Frances knew what was coming. She braced for the sensation of the cigarette meeting the sensitive skin on her inner thigh, but it still made her try to jerk away involuntarily in the mens’ grasp. And he was right — she couldn’t stifle a pained noise, but the sound was bitten back despite the pain that turned from a single, searing shock to a deepening throb as the burn sank below her skin. The para’s colleague held her still with incessant pressure, and she could feel the other’s hand close over her mouth again. That was what told her the next burn was coming — her other leg, and she felt a sting of tears in her eyes which she blinked back as she tried to contain a yell.

They wanted to break her, so she mustn’t be broken. This was the simple thought which she tried to maintain each time a new burn was placed. The pain of it compounded, growing at an exponential pace as tender skin surrounding one mark was marred by another, and Frances was crying out.
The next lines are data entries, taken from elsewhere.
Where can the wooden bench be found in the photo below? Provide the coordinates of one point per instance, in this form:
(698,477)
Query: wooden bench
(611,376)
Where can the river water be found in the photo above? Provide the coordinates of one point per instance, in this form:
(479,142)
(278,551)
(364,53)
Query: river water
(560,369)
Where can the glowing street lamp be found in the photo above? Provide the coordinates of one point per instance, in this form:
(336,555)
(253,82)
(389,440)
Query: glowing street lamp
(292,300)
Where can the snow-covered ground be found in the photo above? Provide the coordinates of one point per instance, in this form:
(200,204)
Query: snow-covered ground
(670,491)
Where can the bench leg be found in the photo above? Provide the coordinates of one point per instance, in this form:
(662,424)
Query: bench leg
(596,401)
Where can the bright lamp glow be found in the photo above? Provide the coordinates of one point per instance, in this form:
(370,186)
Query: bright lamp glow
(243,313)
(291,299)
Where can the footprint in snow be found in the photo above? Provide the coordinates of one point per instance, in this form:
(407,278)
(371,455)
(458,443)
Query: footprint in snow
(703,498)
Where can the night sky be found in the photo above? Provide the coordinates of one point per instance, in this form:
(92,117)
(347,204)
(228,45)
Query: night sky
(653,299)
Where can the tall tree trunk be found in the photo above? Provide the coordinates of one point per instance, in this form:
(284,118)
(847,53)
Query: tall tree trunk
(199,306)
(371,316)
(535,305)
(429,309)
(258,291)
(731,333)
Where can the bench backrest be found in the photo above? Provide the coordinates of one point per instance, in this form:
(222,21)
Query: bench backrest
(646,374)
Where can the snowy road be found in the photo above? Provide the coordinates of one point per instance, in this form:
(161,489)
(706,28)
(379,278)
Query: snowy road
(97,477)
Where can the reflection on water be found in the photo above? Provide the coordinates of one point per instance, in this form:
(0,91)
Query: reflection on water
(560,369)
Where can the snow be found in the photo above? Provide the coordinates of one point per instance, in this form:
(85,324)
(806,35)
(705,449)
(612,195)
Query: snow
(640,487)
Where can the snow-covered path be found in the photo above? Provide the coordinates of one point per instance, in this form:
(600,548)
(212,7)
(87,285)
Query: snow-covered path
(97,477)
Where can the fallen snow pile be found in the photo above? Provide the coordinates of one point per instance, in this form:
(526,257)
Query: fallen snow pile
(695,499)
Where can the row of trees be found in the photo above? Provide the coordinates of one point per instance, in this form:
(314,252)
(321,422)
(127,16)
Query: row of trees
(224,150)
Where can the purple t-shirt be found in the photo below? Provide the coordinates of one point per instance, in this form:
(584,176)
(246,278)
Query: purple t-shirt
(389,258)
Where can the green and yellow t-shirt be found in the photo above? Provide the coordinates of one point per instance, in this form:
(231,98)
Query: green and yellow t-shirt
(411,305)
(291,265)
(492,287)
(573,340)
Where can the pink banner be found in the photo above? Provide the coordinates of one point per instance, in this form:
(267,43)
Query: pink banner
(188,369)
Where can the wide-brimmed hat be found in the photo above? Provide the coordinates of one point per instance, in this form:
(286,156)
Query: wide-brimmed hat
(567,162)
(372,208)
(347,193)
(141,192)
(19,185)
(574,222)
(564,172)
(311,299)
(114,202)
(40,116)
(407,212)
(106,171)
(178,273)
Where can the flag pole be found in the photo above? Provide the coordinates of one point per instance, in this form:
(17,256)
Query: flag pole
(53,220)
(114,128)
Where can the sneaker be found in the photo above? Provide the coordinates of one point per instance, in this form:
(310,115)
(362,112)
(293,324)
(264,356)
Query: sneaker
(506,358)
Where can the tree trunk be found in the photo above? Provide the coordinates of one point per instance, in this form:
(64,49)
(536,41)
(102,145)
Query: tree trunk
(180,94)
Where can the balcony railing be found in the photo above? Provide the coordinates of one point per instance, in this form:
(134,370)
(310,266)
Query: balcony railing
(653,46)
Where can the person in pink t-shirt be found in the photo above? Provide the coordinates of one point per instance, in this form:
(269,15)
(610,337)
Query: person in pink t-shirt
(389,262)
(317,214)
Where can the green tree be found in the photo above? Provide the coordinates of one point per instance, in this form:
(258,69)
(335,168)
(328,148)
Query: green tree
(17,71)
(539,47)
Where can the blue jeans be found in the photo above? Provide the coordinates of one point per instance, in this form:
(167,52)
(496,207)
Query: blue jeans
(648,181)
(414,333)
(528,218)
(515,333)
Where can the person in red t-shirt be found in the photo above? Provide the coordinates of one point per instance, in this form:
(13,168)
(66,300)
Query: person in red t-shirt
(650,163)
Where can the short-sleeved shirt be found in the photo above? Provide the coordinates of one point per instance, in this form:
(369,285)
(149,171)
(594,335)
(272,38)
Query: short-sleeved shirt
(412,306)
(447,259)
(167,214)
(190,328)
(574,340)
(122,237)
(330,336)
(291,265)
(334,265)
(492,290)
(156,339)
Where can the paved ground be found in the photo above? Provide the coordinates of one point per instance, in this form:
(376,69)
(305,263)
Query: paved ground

Not for it to stop, and not for help, but simply because she could not contain it. Again, that animal side won, and she screamed and screamed, until she forgot to breathe behind the hand muffling her, until her head spun and tears welled up. It was around the time when she could no longer blink those tears back, and felt them running into her hair as she bucked and twisted in the mens’ grip, that she realized she couldn’t understand the words the para was saying anymore. She’d started to move somewhere inside herself, hiding in a way that filled her for the first time with real shame and — damn it, this was what they wanted.

She couldn’t seem to pull herself back, though. Another burn was pressed in, and then the new marks stopped. Instead, hands — she didn’t know whose — pressed at the skin over the wounds, and made each and every one of them scream with pain in unison. Still gasping for breath, choking against the stranger’s palm, she could feel the moment when it finally overwhelmed her. The agony searing her skin and her lungs at once was accompanied by a rushing in her ears. Then, more abruptly than she’d expected, she was tipped over the edge of what she could withstand, and blackness crashed down on her.

Notes:

2 PARA was a notorious unit during the Troubles, responsible for civilian deaths and abuses towards civilians and suspected IRA members through the 70s/80s. It was also the target of the deadliest attack on British troops during the Troubles—the Warrenpoint bombing—in 1979. I was looking for a reason for someone to have decided that torturing a person who is relatively well-known publicly is at all a good idea, and “Having a personal grudge against the IRA, a recent desire for ‘revenge’, and an assumption that he can operate with the same impunity as in the military” seemed plausible. The British Army’s getting away with torture
of suspected terrorists in NI because it was not “purely” punitive, but “for interrogation” (read: used to coerce confessions), certainly has parallels to Threave using the same justification for blatantly torturing Lymond as a revenge thing when torture of a suspect pre-trial wasn’t legal in Scotland even in 1548.

Notes:

The tape is meant to include audio recording which implicates Frances in the arms smuggling (in the form of secret messages). Needless to say, the audio has been edited in order to make her seem guilty; the original was intended to be passed to the FBI in order to prevent a shipment from going out. Willa of course Doesn’t Know Shit, at least not yet.